観光目的税制度の導入施行に関する検討委員会の下地芳郎琉大教授・委員長は20日、県庁に文化観光スポーツ部の嘉手苅孝夫部長を訪ね、可能な限り早期に導入することなどを盛り込んだ提言書を手渡した。提言書では課税対象は宿泊行為で宿泊者にすることや、納税義務者がホテルなどの宿泊事業者であることを定め、税額は、宿泊料金が2万円未満なら1人1泊につき200円、2万円以上なら500円とした。
「沖縄が観光リゾート地として発展し、県民生活と調和するための施策の費用に充てるため」が同税導入の目的。
提言書では広域的な観点に立ち、市町村連携なども踏まえ、税収を配分する必要性も指摘している。各事業への維持管理費にも充当すべきとも明記。新税管理を目的にした基金を作ることや、費用活用の検討・検証を行う体制の整備を求める記述もある。
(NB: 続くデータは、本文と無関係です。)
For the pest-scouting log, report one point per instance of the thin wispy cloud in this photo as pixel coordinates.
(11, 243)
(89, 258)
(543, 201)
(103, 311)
これを受け、嘉手苅氏は県庁内の関係部局で議論するとし「広く周知し、県民に向けた説明会やシンポジウムなどを開催したい」とし、導入に向けた環境整備を行うとした。同席した検討委の委員からは、納税義務者や観光客、県民が新税導入に満足できる仕組みづくりを求める声があった。
県内では、入域者が国内外から増え続け、一部では多すぎる観光客により、県民生活などに支障が出ているとの声があり、県は同税の導入を検討。昨年9月10日から検討委がスタートした。
県が導入する新税に適した税目とその時期や、制度詳細や使途事業、留意事項などについて論議していた。下地氏は沖縄観光が目指すのは高付加価値化だとし、地域住民の満足度を高める必要性もあるとしていた。